News reports in the State media show that senior Government officials persist in branding independent thinkers in this country as agents of the “opposition”.
It’s like if Government leaders harbour a deep hatred for people in this country who exercise independent thinking and critical analysis of our society.
Reports on NCN TV and in the State-owned newspaper this week both quoted Home Affairs Minister Clement Rohee’s unhappiness with independent analysis of Government’s performance.
Rohee seems to think that any media outlet that refuses to lavish blind praise on Government leaders is “opposition”.
Such a view is downright dangerous.
We also heard a Public Relations employee from the Office of the President go on State TV to brand independent columnists and journalists as “opposing” the Government.
Such utterances show up a frightening mentality within the Government, made worse with the State media ban of calypsos critical of the Administration.
This is an alarming Government expectation – that we should all bow to Party group-think and become pawns of the ruling party with its collective ideology. Citizens of this nation cannot tolerate any Government silencing their voices.
Quite shocking it is that as a Caribbean nation, in a country rubbing shoulders with South America, where democracy, free speech and openness now reign supreme, we harbour a society where our elected Government hates critical thinking.
We must nip such intolerance before it takes deep root.

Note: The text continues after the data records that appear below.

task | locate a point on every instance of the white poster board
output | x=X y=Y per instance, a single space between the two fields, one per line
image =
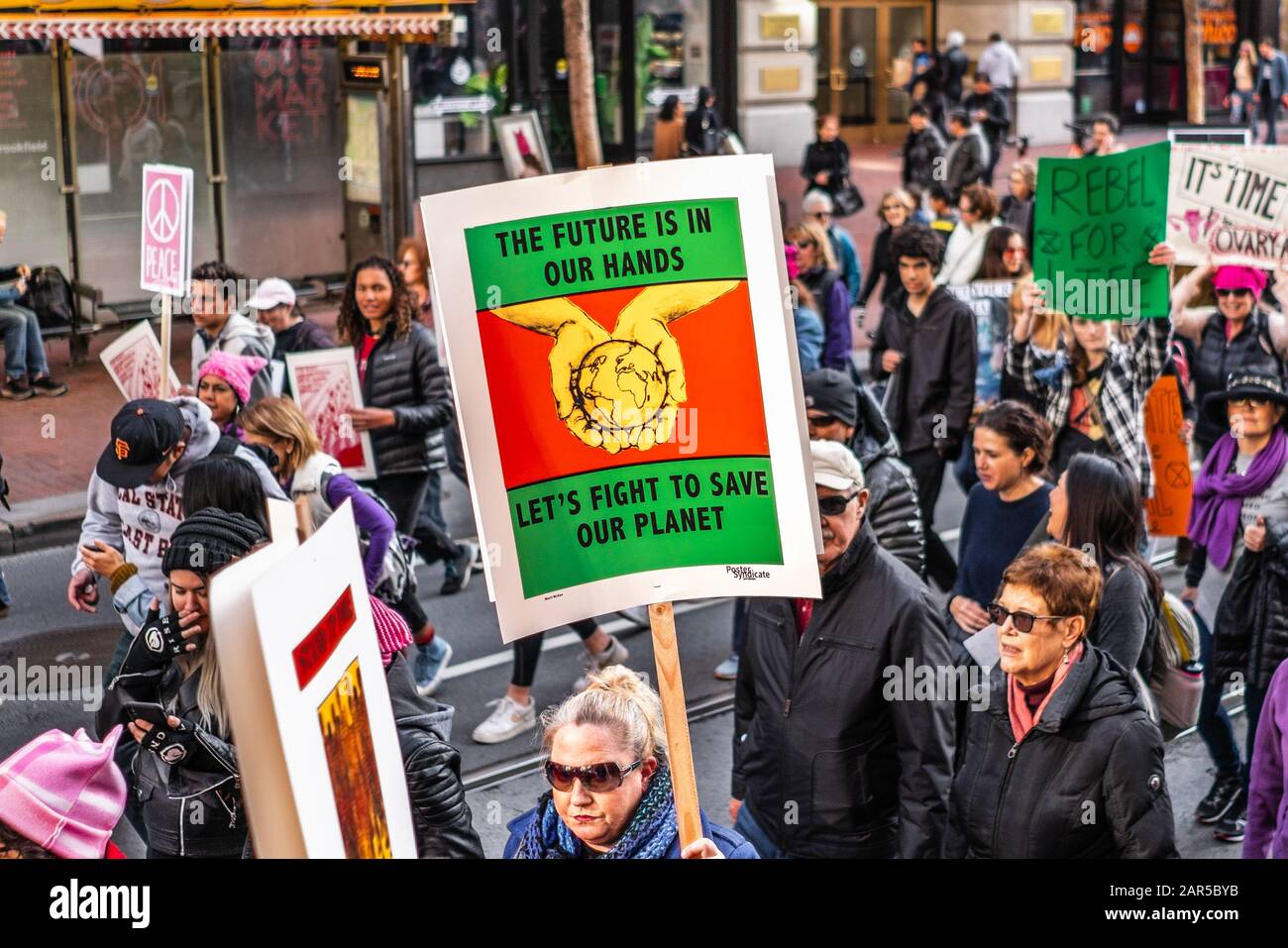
x=635 y=432
x=325 y=382
x=133 y=360
x=321 y=767
x=1232 y=202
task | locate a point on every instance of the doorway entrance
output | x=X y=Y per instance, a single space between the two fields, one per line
x=864 y=54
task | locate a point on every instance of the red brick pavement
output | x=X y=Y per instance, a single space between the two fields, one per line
x=51 y=445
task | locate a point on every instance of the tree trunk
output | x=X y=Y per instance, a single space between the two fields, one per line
x=581 y=82
x=1196 y=104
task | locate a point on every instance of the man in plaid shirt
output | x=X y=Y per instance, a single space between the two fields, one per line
x=1094 y=395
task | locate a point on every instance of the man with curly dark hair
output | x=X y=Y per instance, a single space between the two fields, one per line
x=215 y=290
x=925 y=347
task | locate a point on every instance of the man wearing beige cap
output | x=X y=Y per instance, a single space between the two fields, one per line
x=828 y=760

We must zealously guard our right to free speech, to the freedom of choice to be critical of Government, and to the exercise of one’s independence of mind.
Our society must generate an outcry against such utterances from State leaders. They cannot be allowed to go around branding and labelling anyone or any professional media operation as “opposition”.

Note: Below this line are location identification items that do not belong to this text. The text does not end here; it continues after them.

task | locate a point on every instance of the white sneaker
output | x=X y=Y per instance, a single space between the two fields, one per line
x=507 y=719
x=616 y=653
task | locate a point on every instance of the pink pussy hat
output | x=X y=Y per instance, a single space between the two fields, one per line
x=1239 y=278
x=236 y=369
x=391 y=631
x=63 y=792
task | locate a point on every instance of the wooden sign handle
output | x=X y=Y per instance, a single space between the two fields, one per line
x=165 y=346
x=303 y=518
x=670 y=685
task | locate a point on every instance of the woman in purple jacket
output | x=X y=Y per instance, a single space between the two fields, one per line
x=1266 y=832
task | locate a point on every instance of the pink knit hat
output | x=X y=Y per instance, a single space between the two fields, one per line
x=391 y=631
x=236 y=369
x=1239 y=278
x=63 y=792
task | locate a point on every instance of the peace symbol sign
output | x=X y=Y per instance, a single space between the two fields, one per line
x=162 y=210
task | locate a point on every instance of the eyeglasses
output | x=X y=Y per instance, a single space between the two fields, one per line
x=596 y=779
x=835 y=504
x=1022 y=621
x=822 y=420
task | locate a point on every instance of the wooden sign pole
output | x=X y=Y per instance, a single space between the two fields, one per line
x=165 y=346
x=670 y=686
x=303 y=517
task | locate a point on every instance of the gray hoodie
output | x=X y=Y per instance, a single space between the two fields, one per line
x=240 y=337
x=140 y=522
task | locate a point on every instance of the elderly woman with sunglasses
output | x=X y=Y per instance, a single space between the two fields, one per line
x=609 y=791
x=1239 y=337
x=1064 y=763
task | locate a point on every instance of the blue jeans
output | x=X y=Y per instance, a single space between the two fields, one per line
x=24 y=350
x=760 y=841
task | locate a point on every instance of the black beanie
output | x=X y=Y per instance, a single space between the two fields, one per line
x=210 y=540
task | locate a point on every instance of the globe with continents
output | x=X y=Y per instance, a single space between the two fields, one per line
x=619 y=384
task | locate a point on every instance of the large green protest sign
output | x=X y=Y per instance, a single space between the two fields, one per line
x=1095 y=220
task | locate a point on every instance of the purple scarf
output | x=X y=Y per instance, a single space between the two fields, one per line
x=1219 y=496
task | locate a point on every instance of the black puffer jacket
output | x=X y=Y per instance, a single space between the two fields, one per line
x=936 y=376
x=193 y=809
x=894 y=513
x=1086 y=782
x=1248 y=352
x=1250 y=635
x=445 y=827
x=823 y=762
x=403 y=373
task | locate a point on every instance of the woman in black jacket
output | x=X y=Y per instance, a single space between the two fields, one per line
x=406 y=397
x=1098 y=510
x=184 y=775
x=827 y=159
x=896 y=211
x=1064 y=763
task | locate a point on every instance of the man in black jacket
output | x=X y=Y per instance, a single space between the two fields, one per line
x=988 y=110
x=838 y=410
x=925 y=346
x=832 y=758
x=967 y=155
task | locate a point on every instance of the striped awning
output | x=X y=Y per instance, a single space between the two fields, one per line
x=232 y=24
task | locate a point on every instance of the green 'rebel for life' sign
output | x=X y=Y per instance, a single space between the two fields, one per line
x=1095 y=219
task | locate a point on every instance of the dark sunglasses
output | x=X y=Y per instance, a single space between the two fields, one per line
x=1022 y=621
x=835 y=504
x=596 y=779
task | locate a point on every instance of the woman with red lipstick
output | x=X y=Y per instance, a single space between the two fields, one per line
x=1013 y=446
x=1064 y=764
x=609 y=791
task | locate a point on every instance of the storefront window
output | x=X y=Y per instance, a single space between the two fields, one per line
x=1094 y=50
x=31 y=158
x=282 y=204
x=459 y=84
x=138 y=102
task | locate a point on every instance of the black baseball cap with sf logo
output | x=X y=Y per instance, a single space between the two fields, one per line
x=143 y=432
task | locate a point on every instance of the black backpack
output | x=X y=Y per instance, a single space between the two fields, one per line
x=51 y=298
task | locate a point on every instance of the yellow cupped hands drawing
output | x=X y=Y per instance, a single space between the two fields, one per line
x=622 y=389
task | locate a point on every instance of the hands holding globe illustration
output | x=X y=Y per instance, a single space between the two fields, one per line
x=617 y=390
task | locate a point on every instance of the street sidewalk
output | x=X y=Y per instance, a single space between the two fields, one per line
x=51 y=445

What kind of society would we build if we all thought alike, if we all rallied around an omnipotent Government that sees itself as the God of the land, as knowing everything and needing no advice or citizen input?

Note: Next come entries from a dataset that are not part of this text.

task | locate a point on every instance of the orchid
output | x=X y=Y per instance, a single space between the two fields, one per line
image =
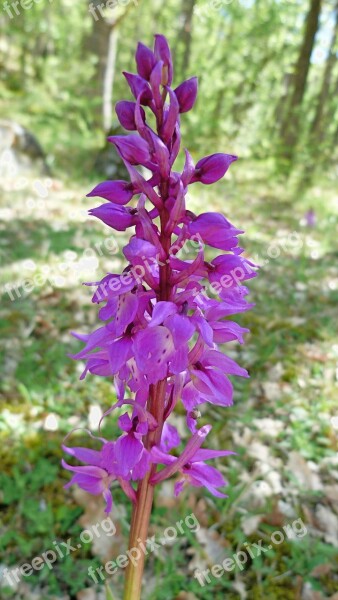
x=164 y=316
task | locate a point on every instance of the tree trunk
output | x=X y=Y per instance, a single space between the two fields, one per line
x=186 y=34
x=290 y=126
x=316 y=130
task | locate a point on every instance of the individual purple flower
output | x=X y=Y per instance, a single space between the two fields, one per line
x=212 y=168
x=186 y=94
x=98 y=474
x=115 y=216
x=119 y=192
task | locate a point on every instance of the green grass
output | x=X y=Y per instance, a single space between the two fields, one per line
x=290 y=353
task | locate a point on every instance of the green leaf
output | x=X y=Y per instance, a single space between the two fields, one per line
x=109 y=593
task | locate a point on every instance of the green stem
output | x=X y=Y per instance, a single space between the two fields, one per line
x=145 y=492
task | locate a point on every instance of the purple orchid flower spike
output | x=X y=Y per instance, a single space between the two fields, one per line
x=191 y=463
x=164 y=317
x=98 y=474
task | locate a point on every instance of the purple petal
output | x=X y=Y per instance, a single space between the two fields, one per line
x=145 y=60
x=126 y=310
x=118 y=191
x=115 y=216
x=119 y=352
x=161 y=311
x=91 y=457
x=132 y=148
x=128 y=451
x=125 y=111
x=170 y=438
x=109 y=501
x=139 y=87
x=153 y=347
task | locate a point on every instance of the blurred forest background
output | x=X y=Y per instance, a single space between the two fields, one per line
x=268 y=83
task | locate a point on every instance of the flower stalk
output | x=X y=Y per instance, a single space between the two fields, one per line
x=166 y=314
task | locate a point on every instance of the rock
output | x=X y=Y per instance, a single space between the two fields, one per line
x=108 y=162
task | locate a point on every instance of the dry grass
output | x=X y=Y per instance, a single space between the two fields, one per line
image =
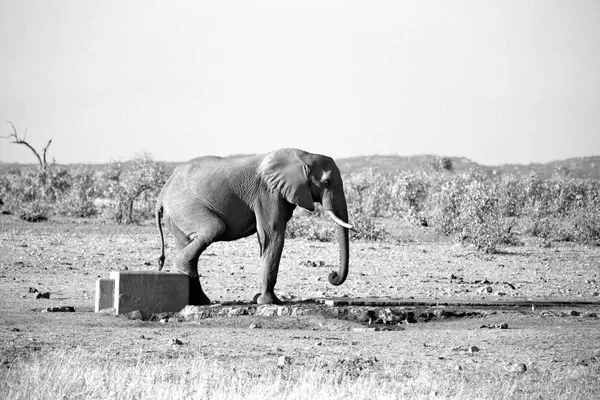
x=79 y=374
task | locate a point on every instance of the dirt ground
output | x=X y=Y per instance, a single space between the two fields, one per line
x=65 y=258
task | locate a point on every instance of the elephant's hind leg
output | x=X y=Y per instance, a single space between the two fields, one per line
x=187 y=259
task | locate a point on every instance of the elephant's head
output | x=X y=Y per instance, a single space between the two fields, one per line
x=302 y=179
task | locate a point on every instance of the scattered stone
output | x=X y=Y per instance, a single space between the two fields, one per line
x=60 y=309
x=108 y=311
x=517 y=368
x=485 y=289
x=267 y=310
x=190 y=313
x=137 y=314
x=284 y=361
x=234 y=312
x=372 y=329
x=503 y=325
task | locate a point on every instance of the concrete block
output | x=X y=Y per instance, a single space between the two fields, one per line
x=105 y=289
x=150 y=291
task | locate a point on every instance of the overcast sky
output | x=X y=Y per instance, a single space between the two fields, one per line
x=494 y=81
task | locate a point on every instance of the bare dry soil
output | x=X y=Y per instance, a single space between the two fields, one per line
x=66 y=257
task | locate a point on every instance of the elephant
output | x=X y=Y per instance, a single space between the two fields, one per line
x=211 y=199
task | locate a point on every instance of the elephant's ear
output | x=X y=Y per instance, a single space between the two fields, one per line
x=285 y=173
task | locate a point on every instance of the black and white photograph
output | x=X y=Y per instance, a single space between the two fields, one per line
x=335 y=199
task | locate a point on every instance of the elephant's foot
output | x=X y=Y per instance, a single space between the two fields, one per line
x=267 y=298
x=184 y=269
x=197 y=295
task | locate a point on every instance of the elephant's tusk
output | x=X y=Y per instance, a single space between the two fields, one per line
x=338 y=221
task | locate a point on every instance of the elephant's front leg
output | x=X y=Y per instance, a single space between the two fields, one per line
x=271 y=247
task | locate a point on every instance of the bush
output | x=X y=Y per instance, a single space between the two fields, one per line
x=33 y=194
x=141 y=180
x=470 y=209
x=84 y=190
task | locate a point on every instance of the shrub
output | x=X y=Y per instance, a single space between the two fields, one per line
x=469 y=208
x=33 y=194
x=84 y=190
x=126 y=185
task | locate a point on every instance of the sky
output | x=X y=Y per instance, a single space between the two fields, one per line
x=498 y=82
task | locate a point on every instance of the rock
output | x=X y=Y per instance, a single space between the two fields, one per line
x=284 y=311
x=284 y=361
x=389 y=316
x=60 y=309
x=190 y=313
x=373 y=329
x=108 y=311
x=485 y=289
x=137 y=314
x=234 y=312
x=267 y=310
x=517 y=368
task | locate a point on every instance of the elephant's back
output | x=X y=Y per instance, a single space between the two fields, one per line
x=206 y=176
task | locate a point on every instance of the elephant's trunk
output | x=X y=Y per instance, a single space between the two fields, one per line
x=337 y=278
x=338 y=212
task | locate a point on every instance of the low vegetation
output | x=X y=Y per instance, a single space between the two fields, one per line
x=77 y=374
x=476 y=206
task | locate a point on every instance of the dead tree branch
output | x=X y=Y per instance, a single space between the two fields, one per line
x=17 y=140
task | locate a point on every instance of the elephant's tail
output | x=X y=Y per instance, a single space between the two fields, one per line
x=161 y=259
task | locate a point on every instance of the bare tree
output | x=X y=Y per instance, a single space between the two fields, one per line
x=16 y=139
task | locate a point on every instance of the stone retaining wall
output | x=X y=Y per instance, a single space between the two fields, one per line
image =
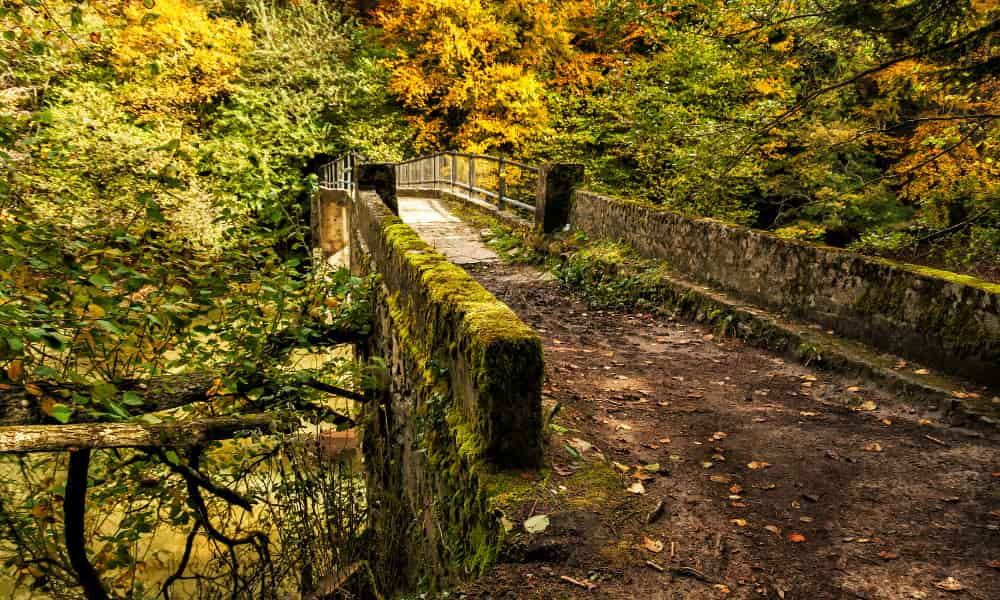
x=946 y=321
x=463 y=402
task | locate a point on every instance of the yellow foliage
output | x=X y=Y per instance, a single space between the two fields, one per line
x=177 y=59
x=470 y=71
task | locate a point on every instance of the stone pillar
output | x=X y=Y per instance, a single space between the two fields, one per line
x=554 y=197
x=380 y=178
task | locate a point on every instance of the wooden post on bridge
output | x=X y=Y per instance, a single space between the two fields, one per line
x=554 y=196
x=380 y=178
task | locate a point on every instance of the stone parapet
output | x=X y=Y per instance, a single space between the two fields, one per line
x=462 y=402
x=946 y=321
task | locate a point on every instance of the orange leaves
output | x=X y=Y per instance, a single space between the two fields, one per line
x=181 y=58
x=481 y=62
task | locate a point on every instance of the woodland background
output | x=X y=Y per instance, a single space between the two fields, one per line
x=157 y=160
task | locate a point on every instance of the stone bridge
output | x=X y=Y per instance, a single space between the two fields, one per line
x=463 y=411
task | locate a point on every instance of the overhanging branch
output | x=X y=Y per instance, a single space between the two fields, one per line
x=58 y=438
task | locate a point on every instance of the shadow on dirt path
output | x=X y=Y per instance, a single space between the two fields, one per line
x=776 y=480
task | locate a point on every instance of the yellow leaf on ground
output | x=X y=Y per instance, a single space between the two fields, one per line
x=651 y=544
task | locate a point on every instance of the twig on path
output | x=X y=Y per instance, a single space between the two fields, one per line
x=655 y=514
x=690 y=572
x=584 y=584
x=936 y=441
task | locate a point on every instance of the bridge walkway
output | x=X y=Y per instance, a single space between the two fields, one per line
x=430 y=218
x=776 y=479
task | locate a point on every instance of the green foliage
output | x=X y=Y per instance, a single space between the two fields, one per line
x=151 y=228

Banking on its ethnic support on elections day, this Government may very well be tolerating free and fair elections because it wins national polls. Were it to start losing, it may become disgruntled with our democracy. That’s the danger of allowing Government leaders to brand citizens, who express independent thought and opinion, as opposing the country.
It is sad and a great pity that the ruling People’s Progressive Party has, over the past two decades, completely squandered its goodwill with this nation.
When the Government took office in 1992, its critics were few. The entire nation rooted for Dr Cheddi Jagan and his vision for a new dawn. In fact, Guyanese all over the world rooted for our nation.
Today, the ministers of Government seem bent on betraying that goodwill.
These were men who stood in the trenches and fought for free and fair elections.
Sam Hinds, N K Gopaul and others in GUARD and the trade union movement; Kellawan Lall and Robert Persaud as reporters for the Mirror newspaper; Leslie Ramsammy and Manzoor Nadir as leaders of small political parties dedicated to a decent Guyana: they all exhibited exquisite characters.
Today, these leaders no longer command that kind of respect, goodwill and trust from decent-minded citizens.
Men like Raphael Trotman, Khemraj Ramjattan, Moses Nagamootoo, Richard Van West Charles, Anand Goolsarran, Christopher Ram, David Granger, Ralph Ramkarran, Gerhard Ramsaroop and a few others, thankfully, maintain their character and ethical leadership standard, caring for the welfare of the country more than personal ambition.
And how does the Government react to such stalwarts of our nation?
They brand them as “opposition”, instead of reaching across divides to heal this nation of its 40-odd years of social malaise, gross poverty, and paucity of leadership.
When no one within Government, or the ruling party, stands up to question the State about its practices – about the Chinese labour fiasco, about pervasive corruption, about organized crime, about our rate of illiteracy, about wasted State funds – then one can only wonder at the lack of critical thinking allowed within our leadership establishment.
Such a scenario is frightening, alarming and dangerous, for it fosters a society that refuses to see the need for improvement, where the leaders think of themselves as omnipotent, possessing all the answers.
Such supposed wisdom results in absolute foolishness. To suppose that only officials know what’s right and good, and everyone else is wrong, could only be foolishness. And we suffer as a people from this foolish way of being.
When we cannot keep our capital city clean; when we cannot carry on a decent conversation in Parliament; when thousands of kids leave school unable to read literature; when our Government screams “opposition!” every time someone from outside its ranks suggests a new idea or thought, or questions an official policy or project, then we have become a foolish nation.
We cannot tolerate our Home Affairs Minister maligning the integrity of our professional media. We cannot tolerate such foolishness as a communications officer of the Office of the President maligning Journalists as agents of the opposition. Taxpayers must demand ethical behaviour from public servants, especially leaders.
All of this nation’s independent thinkers, institutions, organizations and even our Parliamentarians, on both sides, should express their utmost disappointment with such public statements from Government Ministers and Government leaders.
We ought to establish a protocol of Parliamentary sanction against such utterances.
We cannot allow our leaders to run around maligning independent thinkers and professional critics and independent auditors like Dr Anand Goolsarran.